NORAD, a joint U.S. and Canadian command, was set up in the 1960s to monitor the skies for threats such as missiles, aircraft and space objects.

Adm. Tim Keating, who commands both NORAD and the U.S. Northern Command, said the government’s best intelligence “leads us to believe a missile attack from China or Russia is very unlikely.”

That, along with the emergence of varied terrorist threats such as suicide bombers, “is what recommends to us that we don’t need to maintain Cheyenne Mountain in a 24/7 status. We can put it on ‘warm standby,’” Adm. Keating told the newspaper.

Border agent pleads to alien smuggling

SAN DIEGO — Border Patrol Agent Oscar Antonio Ortiz was sentenced to five years in prison yesterday after pleading guilty to charges that included conspiracy to bring in illegal aliens and making a false claim to U.S. citizenship.

Prosecutors had sought a sentence of nearly three years, but U.S. District Judge John A. Houston decided a stiffer punishment was required for Ortiz, 29.

“You violated the sacred trust of your comrades,” the judge said. “As a link in the chain, they depended on you.”

Ortiz was arrested in August. He admitted smuggling at least 100 illegal aliens into the country, sometimes by driving them in his Border Patrol truck.

Critics say the case raises questions about the hiring process at the Border Patrol as it grows from 11,700 agents now to 18,000 by the end of 2008 in an effort to tighten the nation’s borders.

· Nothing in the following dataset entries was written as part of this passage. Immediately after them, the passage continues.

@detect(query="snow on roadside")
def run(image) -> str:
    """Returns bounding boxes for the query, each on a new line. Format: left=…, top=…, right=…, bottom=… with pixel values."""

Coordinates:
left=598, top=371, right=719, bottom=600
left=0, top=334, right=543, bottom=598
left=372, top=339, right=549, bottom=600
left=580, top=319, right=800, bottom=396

Court blocks review in Jefferson case

A federal appeals court yesterday barred the Justice Department from reviewing evidence seized from a Louisiana congressman’s office during an FBI raid on his Capitol Hill office in May.

A three-judge panel ordered a federal trial judge to ensure that Rep. William J. Jefferson, a Democrat, be given copies of seized evidence contained on more than a dozen computer hard drives, several floppy disks and two boxes of paper documents.

The panel said Mr. Jefferson then must be given the opportunity to invoke legislative privilege claims in private with the trial judge before investigators can review the materials.

The search of Mr. Jefferson’s office was part of a 16-month international bribery investigation.